N-acetylcysteine alleviates fine particulate matter (PM2.5)-induced lung injury by attenuation of ROS-mediated recruitment of neutrophils and Ly6Chigh monocytes and lung inflammation

Background: Exposure to particulate matter (PM) may contribute to lung inflammation and injury. The therapeutic effect of N-acetylcysteine (NAC), a well-known antioxidant, with regards to the prevention and treatment of fine PM (PM2.5)-induced lung injury is poorly understood. This study aimed to determine the effect of PM2.5 on the recruitment of neutrophils and Ly6C(high) monocytes into lung alveoli and the production of proinflammatory proteins by stimulating the generation of reactive oxygen species (ROS), and to investigate the therapeutic effect of NAC on PM2.5-induced lung injury. Methods: C57BL/6 mice were exposed to a single administration of PM2.5 (200 mu g/100 mu l/mouse) or phosphate-buffered saline (control) via intratracheal instillation. The mice were injected intratracheally via a microsprayer aerosolizer with NAC (20 or 40 mg/kg) 1 h before PM2.5 instillation and 24 h after PM2.5 instillation.
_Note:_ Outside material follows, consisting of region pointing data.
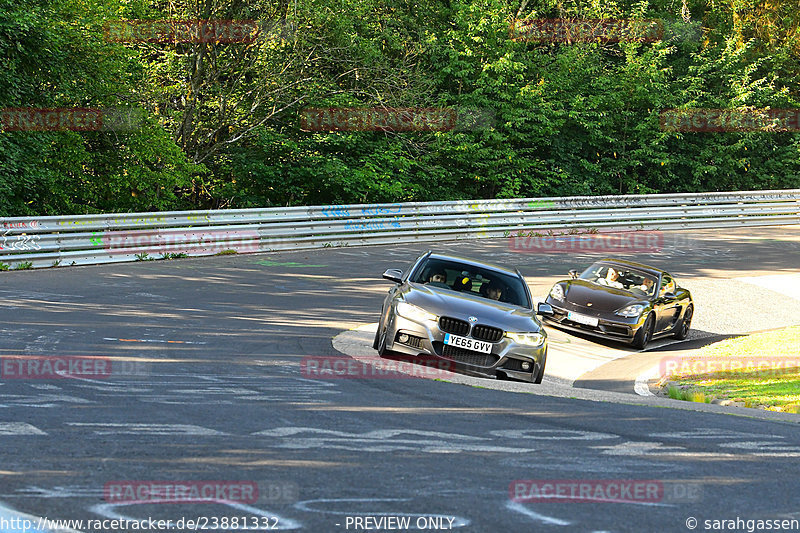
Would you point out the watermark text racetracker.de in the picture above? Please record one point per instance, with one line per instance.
(607, 242)
(150, 524)
(54, 367)
(604, 491)
(199, 241)
(20, 119)
(195, 31)
(690, 366)
(395, 119)
(730, 120)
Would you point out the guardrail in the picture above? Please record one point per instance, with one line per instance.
(37, 242)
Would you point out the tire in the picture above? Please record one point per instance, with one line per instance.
(377, 340)
(382, 351)
(682, 329)
(538, 379)
(644, 334)
(377, 337)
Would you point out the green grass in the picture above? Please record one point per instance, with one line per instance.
(776, 389)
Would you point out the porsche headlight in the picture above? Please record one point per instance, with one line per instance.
(528, 339)
(557, 293)
(630, 311)
(415, 313)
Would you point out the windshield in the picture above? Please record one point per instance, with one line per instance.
(621, 277)
(470, 279)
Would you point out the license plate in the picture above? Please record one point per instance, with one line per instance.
(467, 343)
(582, 319)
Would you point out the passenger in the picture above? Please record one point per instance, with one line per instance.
(647, 285)
(611, 279)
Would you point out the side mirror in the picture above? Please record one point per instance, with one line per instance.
(544, 309)
(394, 274)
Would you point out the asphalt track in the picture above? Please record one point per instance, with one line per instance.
(206, 385)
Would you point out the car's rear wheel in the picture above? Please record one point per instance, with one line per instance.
(682, 329)
(644, 334)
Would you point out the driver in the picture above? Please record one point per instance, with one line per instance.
(494, 290)
(438, 276)
(612, 278)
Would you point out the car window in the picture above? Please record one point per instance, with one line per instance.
(621, 277)
(473, 280)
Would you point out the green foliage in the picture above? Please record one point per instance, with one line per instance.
(221, 126)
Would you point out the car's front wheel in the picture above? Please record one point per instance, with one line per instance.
(382, 351)
(644, 334)
(682, 329)
(538, 379)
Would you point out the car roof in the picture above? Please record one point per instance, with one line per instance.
(650, 270)
(475, 263)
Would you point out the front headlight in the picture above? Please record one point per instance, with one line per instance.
(415, 313)
(557, 293)
(528, 339)
(630, 311)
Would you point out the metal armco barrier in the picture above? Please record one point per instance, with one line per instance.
(95, 239)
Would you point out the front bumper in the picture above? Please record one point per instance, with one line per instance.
(427, 339)
(619, 328)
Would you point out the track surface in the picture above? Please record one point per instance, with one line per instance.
(226, 401)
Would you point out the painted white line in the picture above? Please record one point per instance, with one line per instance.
(19, 428)
(12, 521)
(549, 520)
(552, 434)
(148, 429)
(152, 340)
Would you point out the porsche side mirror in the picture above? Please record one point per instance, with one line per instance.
(394, 274)
(544, 309)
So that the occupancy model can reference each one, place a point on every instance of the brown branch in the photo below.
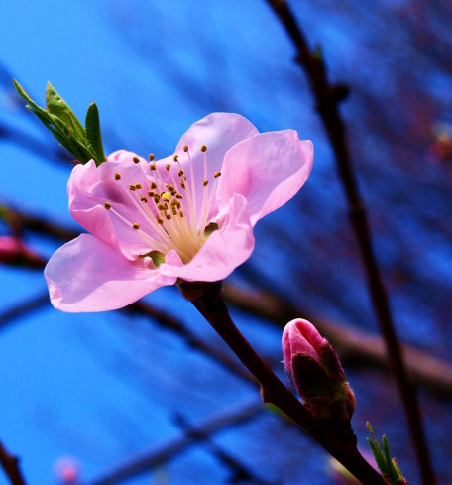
(163, 453)
(355, 348)
(211, 305)
(239, 470)
(327, 97)
(10, 465)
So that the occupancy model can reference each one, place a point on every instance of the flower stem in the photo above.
(211, 305)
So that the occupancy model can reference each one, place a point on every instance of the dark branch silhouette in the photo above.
(164, 452)
(328, 97)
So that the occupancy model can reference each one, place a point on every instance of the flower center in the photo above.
(173, 220)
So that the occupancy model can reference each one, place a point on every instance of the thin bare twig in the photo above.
(10, 465)
(328, 97)
(164, 452)
(354, 347)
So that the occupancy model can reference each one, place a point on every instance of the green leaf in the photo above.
(92, 129)
(57, 106)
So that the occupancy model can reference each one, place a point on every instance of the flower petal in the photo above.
(89, 187)
(268, 169)
(225, 249)
(219, 132)
(89, 275)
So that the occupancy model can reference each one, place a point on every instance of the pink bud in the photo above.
(301, 337)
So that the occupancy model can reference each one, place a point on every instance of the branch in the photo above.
(164, 452)
(328, 97)
(10, 465)
(239, 470)
(211, 305)
(354, 347)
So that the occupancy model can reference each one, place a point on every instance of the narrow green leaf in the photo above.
(58, 107)
(92, 129)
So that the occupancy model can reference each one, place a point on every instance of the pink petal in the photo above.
(89, 275)
(268, 169)
(90, 187)
(225, 249)
(219, 132)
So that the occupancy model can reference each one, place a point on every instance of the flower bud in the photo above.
(316, 373)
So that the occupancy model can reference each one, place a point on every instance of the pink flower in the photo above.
(188, 216)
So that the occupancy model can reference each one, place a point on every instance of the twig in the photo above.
(163, 453)
(240, 471)
(355, 348)
(327, 98)
(211, 305)
(10, 465)
(178, 327)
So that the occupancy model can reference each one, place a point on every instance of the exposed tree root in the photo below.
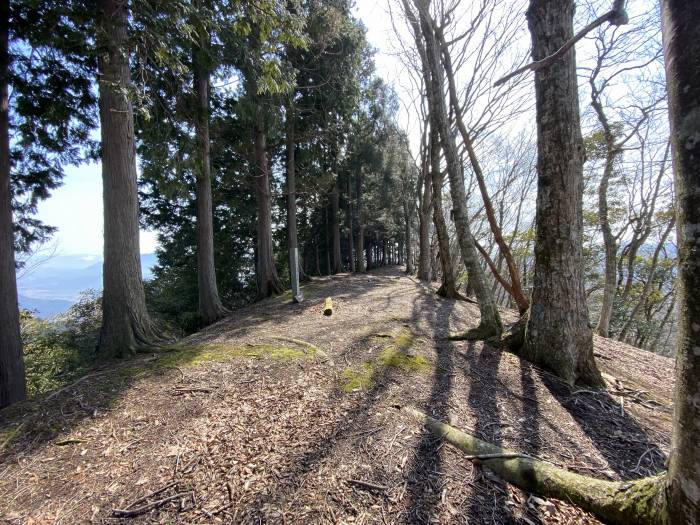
(640, 502)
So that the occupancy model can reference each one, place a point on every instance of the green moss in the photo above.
(198, 354)
(362, 379)
(393, 356)
(408, 363)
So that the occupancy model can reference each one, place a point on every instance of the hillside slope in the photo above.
(279, 414)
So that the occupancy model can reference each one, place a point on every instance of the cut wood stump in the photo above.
(328, 306)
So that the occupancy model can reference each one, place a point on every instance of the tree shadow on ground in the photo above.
(624, 444)
(29, 426)
(482, 371)
(423, 476)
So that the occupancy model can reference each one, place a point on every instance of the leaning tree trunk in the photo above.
(558, 336)
(210, 307)
(126, 324)
(514, 288)
(265, 271)
(293, 246)
(490, 323)
(335, 228)
(12, 380)
(448, 288)
(681, 36)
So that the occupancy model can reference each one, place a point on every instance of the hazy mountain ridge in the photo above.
(54, 285)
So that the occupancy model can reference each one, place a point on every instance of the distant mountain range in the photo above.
(53, 286)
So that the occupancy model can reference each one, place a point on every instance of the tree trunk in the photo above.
(265, 271)
(292, 244)
(515, 288)
(681, 37)
(351, 240)
(335, 227)
(609, 242)
(649, 282)
(490, 323)
(360, 246)
(448, 288)
(126, 324)
(12, 378)
(407, 246)
(210, 307)
(558, 336)
(424, 263)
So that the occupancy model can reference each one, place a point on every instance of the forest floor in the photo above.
(279, 414)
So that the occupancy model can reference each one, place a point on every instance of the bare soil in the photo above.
(240, 426)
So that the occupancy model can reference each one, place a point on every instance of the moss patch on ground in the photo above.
(394, 356)
(198, 354)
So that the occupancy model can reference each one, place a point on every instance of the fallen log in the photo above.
(640, 502)
(328, 306)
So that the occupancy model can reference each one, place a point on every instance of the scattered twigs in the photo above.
(130, 513)
(368, 485)
(509, 455)
(616, 16)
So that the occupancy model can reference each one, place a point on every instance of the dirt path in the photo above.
(279, 414)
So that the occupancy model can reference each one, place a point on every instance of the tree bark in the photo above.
(351, 240)
(126, 324)
(681, 38)
(292, 244)
(265, 271)
(335, 227)
(490, 323)
(12, 377)
(210, 307)
(426, 203)
(515, 288)
(360, 246)
(558, 336)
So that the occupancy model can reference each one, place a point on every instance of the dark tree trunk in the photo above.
(424, 263)
(126, 324)
(335, 228)
(210, 307)
(515, 288)
(351, 248)
(558, 336)
(407, 245)
(12, 379)
(448, 288)
(490, 323)
(360, 246)
(681, 36)
(265, 271)
(293, 247)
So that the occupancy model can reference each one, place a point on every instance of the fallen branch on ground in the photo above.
(328, 306)
(623, 503)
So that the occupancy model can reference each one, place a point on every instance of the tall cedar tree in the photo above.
(210, 307)
(681, 36)
(12, 381)
(490, 323)
(558, 335)
(126, 324)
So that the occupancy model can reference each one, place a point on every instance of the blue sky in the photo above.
(76, 207)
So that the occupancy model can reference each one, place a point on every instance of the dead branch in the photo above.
(616, 16)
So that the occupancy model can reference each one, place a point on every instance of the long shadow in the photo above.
(424, 473)
(29, 426)
(482, 372)
(619, 438)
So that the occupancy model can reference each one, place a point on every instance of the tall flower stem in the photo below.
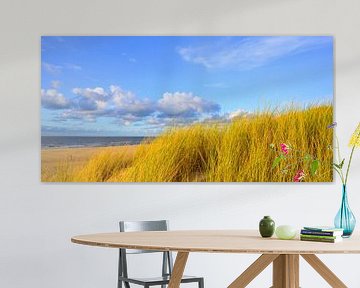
(348, 168)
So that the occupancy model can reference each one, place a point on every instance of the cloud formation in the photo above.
(125, 108)
(182, 104)
(250, 52)
(54, 100)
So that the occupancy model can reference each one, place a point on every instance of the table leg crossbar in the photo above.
(285, 271)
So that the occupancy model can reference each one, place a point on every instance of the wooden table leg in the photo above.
(324, 271)
(286, 271)
(178, 269)
(253, 270)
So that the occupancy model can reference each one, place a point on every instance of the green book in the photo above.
(319, 236)
(321, 239)
(323, 228)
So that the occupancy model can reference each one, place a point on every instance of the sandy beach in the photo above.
(76, 157)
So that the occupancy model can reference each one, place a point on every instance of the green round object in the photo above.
(267, 227)
(285, 232)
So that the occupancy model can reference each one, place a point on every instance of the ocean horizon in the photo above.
(48, 142)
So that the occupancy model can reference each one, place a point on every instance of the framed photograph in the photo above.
(187, 108)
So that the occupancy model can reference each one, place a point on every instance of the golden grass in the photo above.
(235, 152)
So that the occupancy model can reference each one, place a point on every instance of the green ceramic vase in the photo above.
(267, 227)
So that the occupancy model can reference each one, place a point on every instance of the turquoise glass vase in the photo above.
(345, 219)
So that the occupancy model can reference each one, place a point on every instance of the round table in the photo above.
(284, 254)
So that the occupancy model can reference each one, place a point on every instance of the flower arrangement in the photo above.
(354, 142)
(309, 163)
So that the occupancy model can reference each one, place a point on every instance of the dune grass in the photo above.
(233, 152)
Total protein, VEGF, IL-6, and TNF-alpha in bronchoalveolar lavage fluid (BALF) were measured. Oxidative stress was evaluated by determining levels of malondialdehyde (MDA) and nitrite in BALF. Flow cytometric analysis was used to identify and quantify neutrophils and Ly6C(high) and Ly6C(low) monocyte subsets. Results: Neutrophil count, total protein, and VEGF content in BALF significantly increased after PM2.5 exposure and reached the highest level on day 2. Increased levels of TNF-alpha, IL-6, nitrite, and MDA in BALF were also noted. Flow cytometric analysis showed increased recruitment of neutrophils and Ly6C(high), but not Ly6C(low) monocytes, into lung alveoli. Treatment with NAC via the intratracheal spray significantly attenuated the recruitment of neutrophils and Ly6C(high) monocytes into lung alveoli in PM2.5-treated mice in a dose-dependent manner. Furthermore, NAC significantly attenuated the production of total protein, VEGF, nitrite, and MDA in the mice with PM2.5-induced lung injury in a dose-dependent manner. Conclusion: PM2.5-induced lung injury caused by the generation of oxidative stress led to the recruitment of neutrophils and Ly6C(high) monocytes, and production of inflammatory proteins. NAC treatment alleviated PM2.5 induced lung injury by attenuating the ROS-mediated recruitment of neutrophils and Ly6C(high) monocytes and lung inflammation.

Automated summary

This study found that PM2.5-induced lung injury is caused by oxidative stress leading to the recruitment of neutrophils and Ly6C(high) monocytes, and production of inflammatory proteins. Treatment with NAC alleviated PM2.5 induced lung injury by attenuating the ROS-mediated recruitment of neutrophils and Ly6C(high) monocytes and lung inflammation.